Juli menegaskan, tidak ada warganya yang mengungsi keluar dari Desa Suka Makmur. Para warga, khususnya perempuan dan anak-anak, hanya bersembunyi sementara ke ladang perkebunan sawit atau ke rumah-rumah yang jauh dari gereja HKI.
Bahkan, Juli menekankan, ketika kejadian berlangsung, semua warga Muslim maupun non-Muslim saling melindungi. Apalagi diakuinya, massa memang tak menarget selain bangunan gereja HKI.
Sehingga, dia memastikan, tidak ada benturan fisik antara warga Muslim dan non-Muslim, baik di Desa Suka Makmur maupun di seluruh Kabupaten Aceh Singkil pada 13 Oktober lalu, terkecuali insiden penembakan di Dusun Dangguran.

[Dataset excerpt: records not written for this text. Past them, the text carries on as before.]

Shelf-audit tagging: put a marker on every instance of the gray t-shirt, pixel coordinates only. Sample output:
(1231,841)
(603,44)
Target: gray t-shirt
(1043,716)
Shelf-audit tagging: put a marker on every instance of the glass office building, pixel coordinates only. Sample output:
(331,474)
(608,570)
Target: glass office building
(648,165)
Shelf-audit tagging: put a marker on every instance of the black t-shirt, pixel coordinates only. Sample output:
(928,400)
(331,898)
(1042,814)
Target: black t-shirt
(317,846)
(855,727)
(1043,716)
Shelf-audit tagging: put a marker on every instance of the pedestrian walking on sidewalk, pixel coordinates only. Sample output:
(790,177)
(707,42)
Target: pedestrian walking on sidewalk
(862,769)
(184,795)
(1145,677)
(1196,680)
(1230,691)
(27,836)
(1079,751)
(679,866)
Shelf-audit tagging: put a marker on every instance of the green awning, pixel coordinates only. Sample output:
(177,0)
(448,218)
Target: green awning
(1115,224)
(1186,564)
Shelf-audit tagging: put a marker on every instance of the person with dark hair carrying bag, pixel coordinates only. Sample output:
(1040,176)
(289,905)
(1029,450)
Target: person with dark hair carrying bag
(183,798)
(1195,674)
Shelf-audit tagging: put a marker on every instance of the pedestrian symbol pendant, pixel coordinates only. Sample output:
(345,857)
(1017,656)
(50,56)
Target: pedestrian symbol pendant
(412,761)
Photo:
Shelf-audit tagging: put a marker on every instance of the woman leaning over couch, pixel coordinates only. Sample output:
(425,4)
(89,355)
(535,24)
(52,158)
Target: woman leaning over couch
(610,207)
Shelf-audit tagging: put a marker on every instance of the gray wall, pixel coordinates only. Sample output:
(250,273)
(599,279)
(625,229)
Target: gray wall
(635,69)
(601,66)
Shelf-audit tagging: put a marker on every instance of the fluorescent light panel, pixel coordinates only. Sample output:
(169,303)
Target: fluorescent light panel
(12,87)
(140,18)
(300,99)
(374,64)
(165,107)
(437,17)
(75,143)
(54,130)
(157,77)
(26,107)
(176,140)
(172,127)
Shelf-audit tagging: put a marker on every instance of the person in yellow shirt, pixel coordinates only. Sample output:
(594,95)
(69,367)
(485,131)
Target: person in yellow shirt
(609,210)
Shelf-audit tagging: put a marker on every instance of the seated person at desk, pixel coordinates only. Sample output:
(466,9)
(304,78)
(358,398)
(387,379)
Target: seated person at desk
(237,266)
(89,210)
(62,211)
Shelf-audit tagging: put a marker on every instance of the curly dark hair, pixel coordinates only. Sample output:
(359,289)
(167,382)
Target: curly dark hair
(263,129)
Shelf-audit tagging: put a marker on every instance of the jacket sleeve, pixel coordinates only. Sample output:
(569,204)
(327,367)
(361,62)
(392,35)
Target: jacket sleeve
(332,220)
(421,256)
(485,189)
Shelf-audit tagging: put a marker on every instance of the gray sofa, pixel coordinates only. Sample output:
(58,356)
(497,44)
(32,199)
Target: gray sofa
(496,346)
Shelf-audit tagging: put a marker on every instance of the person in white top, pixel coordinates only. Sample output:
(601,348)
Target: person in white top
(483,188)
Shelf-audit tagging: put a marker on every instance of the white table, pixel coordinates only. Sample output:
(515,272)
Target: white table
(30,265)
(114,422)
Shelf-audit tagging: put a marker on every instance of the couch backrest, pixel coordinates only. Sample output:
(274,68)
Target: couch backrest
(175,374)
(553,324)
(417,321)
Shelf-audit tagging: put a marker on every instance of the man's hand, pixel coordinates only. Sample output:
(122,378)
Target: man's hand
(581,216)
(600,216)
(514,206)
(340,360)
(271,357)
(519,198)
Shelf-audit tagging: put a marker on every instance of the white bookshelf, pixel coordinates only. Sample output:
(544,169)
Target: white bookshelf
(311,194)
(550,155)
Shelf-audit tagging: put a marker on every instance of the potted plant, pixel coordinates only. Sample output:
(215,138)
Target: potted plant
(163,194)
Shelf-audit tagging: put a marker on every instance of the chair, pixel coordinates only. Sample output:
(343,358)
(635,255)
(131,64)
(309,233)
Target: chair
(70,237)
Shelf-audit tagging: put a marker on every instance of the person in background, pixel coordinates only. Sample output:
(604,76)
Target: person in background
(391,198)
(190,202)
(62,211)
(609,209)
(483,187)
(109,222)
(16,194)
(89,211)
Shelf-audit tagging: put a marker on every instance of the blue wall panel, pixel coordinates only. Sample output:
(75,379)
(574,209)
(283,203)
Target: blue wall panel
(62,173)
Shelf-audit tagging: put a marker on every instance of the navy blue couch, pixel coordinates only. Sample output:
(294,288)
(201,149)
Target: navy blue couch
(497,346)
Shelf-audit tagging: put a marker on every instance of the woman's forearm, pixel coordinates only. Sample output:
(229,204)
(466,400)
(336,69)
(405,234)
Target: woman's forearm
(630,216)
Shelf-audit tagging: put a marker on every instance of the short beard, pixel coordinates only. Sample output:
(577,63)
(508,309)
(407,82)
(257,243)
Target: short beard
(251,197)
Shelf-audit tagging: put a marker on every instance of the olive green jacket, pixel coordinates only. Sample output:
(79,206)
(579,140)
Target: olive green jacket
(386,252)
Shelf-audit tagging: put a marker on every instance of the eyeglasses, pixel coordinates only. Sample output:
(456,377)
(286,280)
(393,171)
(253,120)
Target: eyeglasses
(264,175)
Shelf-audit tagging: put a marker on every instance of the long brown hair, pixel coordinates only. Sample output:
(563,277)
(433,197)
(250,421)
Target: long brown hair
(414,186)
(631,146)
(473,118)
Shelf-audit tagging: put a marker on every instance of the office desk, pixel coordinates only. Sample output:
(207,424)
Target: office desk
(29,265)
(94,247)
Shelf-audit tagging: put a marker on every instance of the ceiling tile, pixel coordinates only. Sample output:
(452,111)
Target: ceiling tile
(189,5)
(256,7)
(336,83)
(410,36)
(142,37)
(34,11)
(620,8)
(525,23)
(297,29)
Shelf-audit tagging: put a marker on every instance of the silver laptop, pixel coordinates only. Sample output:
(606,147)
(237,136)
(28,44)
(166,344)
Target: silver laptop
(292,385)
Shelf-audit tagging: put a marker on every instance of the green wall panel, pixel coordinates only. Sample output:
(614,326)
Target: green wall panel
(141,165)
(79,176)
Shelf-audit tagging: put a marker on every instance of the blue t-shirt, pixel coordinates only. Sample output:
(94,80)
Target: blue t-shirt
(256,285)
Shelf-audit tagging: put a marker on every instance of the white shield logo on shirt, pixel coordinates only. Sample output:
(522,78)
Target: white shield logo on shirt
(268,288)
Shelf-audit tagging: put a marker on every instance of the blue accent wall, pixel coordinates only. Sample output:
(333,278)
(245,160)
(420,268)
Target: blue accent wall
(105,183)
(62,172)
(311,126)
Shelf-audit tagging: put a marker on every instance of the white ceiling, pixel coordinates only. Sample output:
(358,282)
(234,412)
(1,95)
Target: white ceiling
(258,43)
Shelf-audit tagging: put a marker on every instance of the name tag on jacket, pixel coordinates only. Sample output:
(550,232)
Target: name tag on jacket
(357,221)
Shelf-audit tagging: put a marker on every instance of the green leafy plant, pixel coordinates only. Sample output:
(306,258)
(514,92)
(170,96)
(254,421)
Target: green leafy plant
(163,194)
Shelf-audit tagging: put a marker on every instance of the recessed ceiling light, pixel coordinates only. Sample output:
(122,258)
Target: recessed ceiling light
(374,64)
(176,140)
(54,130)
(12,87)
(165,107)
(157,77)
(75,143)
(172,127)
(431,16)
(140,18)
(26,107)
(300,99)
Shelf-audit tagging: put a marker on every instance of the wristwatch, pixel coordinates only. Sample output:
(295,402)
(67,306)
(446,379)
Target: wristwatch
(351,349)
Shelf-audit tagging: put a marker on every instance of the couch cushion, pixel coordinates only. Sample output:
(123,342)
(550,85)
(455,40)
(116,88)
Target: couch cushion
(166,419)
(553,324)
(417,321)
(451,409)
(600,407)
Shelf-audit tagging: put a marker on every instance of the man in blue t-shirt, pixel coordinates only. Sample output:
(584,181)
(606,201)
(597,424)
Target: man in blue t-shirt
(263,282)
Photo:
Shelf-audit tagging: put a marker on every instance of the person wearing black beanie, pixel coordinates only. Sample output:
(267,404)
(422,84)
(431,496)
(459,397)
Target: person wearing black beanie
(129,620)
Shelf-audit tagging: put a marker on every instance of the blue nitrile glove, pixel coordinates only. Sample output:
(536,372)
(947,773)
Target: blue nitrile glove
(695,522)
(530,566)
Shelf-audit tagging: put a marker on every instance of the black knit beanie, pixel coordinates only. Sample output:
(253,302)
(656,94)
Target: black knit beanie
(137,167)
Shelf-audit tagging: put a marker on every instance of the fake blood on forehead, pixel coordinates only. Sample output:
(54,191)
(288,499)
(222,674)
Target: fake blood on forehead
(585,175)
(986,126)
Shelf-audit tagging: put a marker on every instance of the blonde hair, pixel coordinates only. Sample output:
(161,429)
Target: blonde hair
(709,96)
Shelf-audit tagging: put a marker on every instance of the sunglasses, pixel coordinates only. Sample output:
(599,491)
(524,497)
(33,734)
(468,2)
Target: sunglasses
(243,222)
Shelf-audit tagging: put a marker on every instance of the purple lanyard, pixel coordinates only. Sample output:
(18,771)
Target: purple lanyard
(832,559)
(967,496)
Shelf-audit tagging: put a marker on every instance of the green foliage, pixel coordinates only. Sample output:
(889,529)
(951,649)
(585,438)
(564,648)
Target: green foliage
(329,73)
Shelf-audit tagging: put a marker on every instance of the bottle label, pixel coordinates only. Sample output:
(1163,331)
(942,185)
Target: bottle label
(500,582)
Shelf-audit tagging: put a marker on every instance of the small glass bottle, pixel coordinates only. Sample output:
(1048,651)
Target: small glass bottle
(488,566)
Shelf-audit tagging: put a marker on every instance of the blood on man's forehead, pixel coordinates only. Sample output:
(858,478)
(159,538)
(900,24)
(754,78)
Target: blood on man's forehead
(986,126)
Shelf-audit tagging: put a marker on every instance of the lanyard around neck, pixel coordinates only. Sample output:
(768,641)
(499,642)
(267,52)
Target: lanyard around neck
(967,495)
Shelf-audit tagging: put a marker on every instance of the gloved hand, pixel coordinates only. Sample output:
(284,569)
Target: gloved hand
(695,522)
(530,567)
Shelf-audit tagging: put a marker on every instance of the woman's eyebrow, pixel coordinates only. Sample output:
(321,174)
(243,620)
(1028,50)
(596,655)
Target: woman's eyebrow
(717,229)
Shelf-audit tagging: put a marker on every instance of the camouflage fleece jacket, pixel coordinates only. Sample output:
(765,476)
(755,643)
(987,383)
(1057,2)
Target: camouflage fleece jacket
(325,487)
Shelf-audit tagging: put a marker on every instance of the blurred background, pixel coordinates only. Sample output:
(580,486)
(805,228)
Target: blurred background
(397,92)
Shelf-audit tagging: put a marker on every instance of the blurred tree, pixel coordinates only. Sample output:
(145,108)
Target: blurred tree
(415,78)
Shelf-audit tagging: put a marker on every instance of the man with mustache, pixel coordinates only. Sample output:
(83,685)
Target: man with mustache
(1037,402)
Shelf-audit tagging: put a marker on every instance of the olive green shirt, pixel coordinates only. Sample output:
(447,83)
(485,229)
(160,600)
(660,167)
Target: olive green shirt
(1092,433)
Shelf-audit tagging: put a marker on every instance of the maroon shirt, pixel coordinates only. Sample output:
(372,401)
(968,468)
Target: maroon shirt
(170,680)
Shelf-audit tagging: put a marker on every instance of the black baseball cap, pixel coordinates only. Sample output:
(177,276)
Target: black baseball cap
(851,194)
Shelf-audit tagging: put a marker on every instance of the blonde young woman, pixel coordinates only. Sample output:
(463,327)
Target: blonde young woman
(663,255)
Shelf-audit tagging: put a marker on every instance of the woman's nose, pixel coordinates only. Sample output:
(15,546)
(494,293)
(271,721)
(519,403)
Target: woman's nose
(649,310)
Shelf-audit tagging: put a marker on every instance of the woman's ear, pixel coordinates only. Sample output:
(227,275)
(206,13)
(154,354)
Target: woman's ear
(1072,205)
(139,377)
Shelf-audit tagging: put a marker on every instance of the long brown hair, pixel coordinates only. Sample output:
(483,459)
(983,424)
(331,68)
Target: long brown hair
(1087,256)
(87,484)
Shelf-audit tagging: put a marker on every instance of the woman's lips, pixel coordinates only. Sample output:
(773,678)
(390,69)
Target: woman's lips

Tidak ada yang terprovokasi terkait pembakaran gereja itu karena, lanjut Juli, kesadaran hukum formal masyarakatnya, juga masyarakat Kabupaten Aceh Singkil pada umumnya cukup tinggi.
"Makanya di sini, orang per orang, face to face (konflik), enggak ada. Buktinya, kejadian di sini saja, tidak ada orang yang mengusir. Makanya menghindar dari rumah ke rumah saja. Misalnya, kumpul di satu tempat," ucap Juli.
Adapun basis massa sebelum bergerak ke Desa Suka Makmur pada hari itu, yakni di sekitar tugu di Lipat Kajang, Kecamatan Simpang Kanan. Namun, Juli menjelaskan, orang-orang Lipat Kajang pun tidak bersikap memusuhi sama sekali terhadap orang Desa Suka Makmur.
"Di basis orang-orang (massa) berkumpul waktu lalu, saya ke situ juga enggak ada apa-apa. Saya semalam di situ. Tidak ada apa-apa. Bagus-bagus saja. Orang-orang tegur sapa saya. Ada yang menyalami," kata keucik (sebutan lokal untuk jabatan kepala desa) yang beragama Nasrani itu.
Lantaran itu, dia mencoba mengklarifikasi insiden 13 Oktober di Aceh Singkil. Sebab, lanjut dia, karakteristik masyarakat Aceh Singkil sangat toleran.